Cette situation donna la règle suivante: les droits de douane représentaient l’essentiel des revenus de la Confédération, alors que la population payait ses impôts sur le revenu et la fortune aux communes et aux cantons. Cette façon de procéder dura longtemps. Dans des périodes particulièrement turbulentes, comme lors de la Première Guerre mondiale ou de la grande crise économique des années 1930, la Confédération introduisit un impôt sur le revenu de durée limitée afin de pouvoir subvenir aux coûts accrus. Mais cela dut également passer par un vote populaire. Aujourd’hui encore, l’impôt fédéral direct est toujours provisoire et doit être périodiquement confirmé dans les urnes par le peuple.

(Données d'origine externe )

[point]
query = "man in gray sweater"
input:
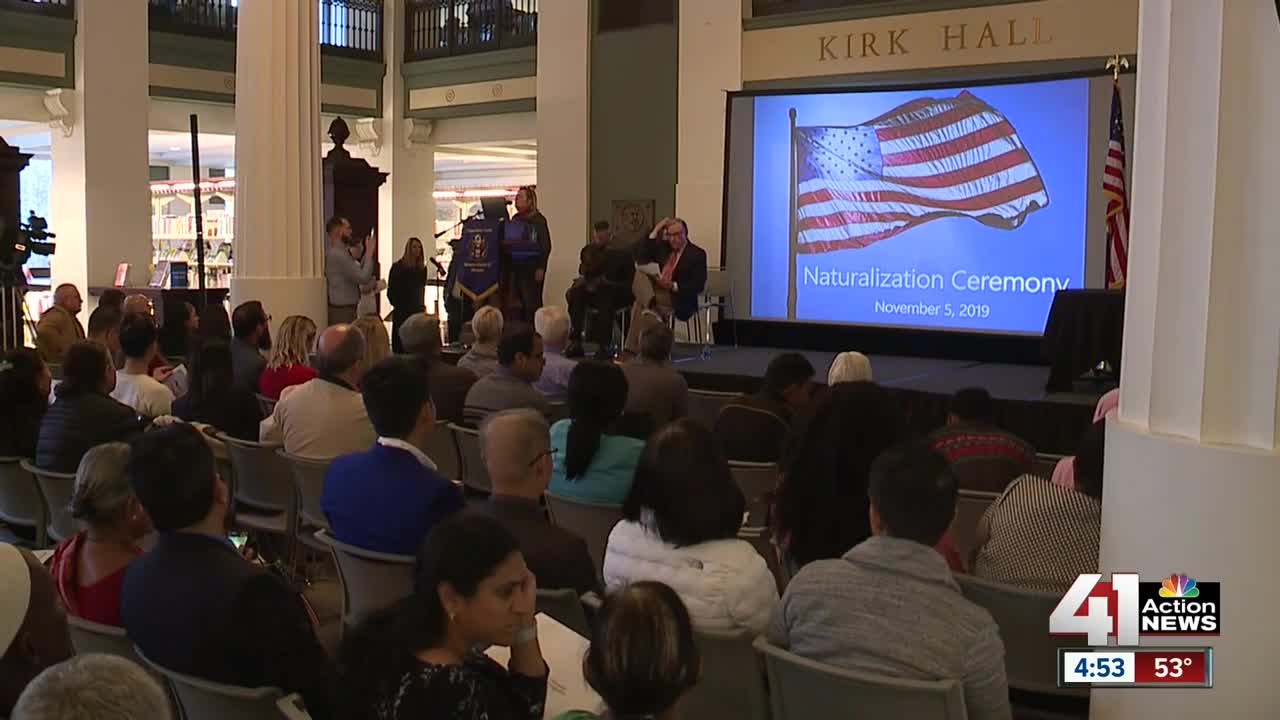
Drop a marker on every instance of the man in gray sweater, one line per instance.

Droits de douane, impôts et droits populaires

Comme déjà expliqué, la Constitution accorde à la Confédération le droit exclusif de prélever des droits de douane. Le Conseil national et le Conseil des Etats décidèrent dans une loi d’application un tarif douanier, appelé tarif général qui, au cours du temps, comporta plusieurs centaines de positions prescrivant pour chaque produit importé un droit de douane précis. Toutefois, le Conseil fédéral eut la possibilité de prévoir des exceptions. Il lui était possible de conclure des accords de libre-échange et de réduire, voire supprimer, ainsi les droits de douane pour certains produits.
Lors de la révision de la Constitution en 1874, les droits populaires furent étendus. La population obtint le droit de lancer un référendum, avec 30?000 signatures, contre toute loi fédérale et d’imposer ainsi une consultation du peuple – également concernant les droits de douane et les impôts. La loi fédérale concernant le tarif général fut l’une des premières contestée par référendum par la population. On vota à plusieurs reprises sur les droits de douane au cours des décennies suivantes vu que des groupes de populations et certaines régions avaient des intérêts divergents. Les consommatrices et consommateurs n’aimaient pas les droits de douanes sur les produits importés étant donné que les commerçants dans les magasins les reportaient sur les prix, ce qui renchérissait les achats des clients. Toutefois, les entreprises du pays – notamment l’agriculture – profitèrent des droits de douane qui les protégeaient des produits meilleurs marché de l’étranger. Mais ils étaient un obstacle pour l’industrie d’exportation, du fait que les fabriques devaient importer presque entièrement leurs matières premières, ce qui renchérissait leurs produits.
Il y avait à l’époque aussi des droits de douane politiquement motivés. Ce furent surtout les grandes puissances, comme par exemple l’empire allemand, qui mirent en place, à la fin du XIXe siècle, des droits de douane et des interdictions d’importation leur servant d’armes dans le cadre de leur politique impérialiste. Ils mettaient la pression surtout sur des petits pays pour les soumettre. Le blocus continental de Napoléon en 1806 fut un exemple classique de mise en place de droits de douane voulus politiquement, interdisant ainsi aux pays qu’il contrôlait d’acheter en Angleterre. On peut comparer de tels droits de douane ou interdictions d’importer avec les sanctions appliquées par les grandes puissances aux pays qui ne se soumettent pas à leur volonté. Des augmentations de droits de douane voulues politiquement ou des interdictions d’importer ne sont plus possibles dans le cadre de l’OMC – mais les sanctions, elles restent – alors où est la différence.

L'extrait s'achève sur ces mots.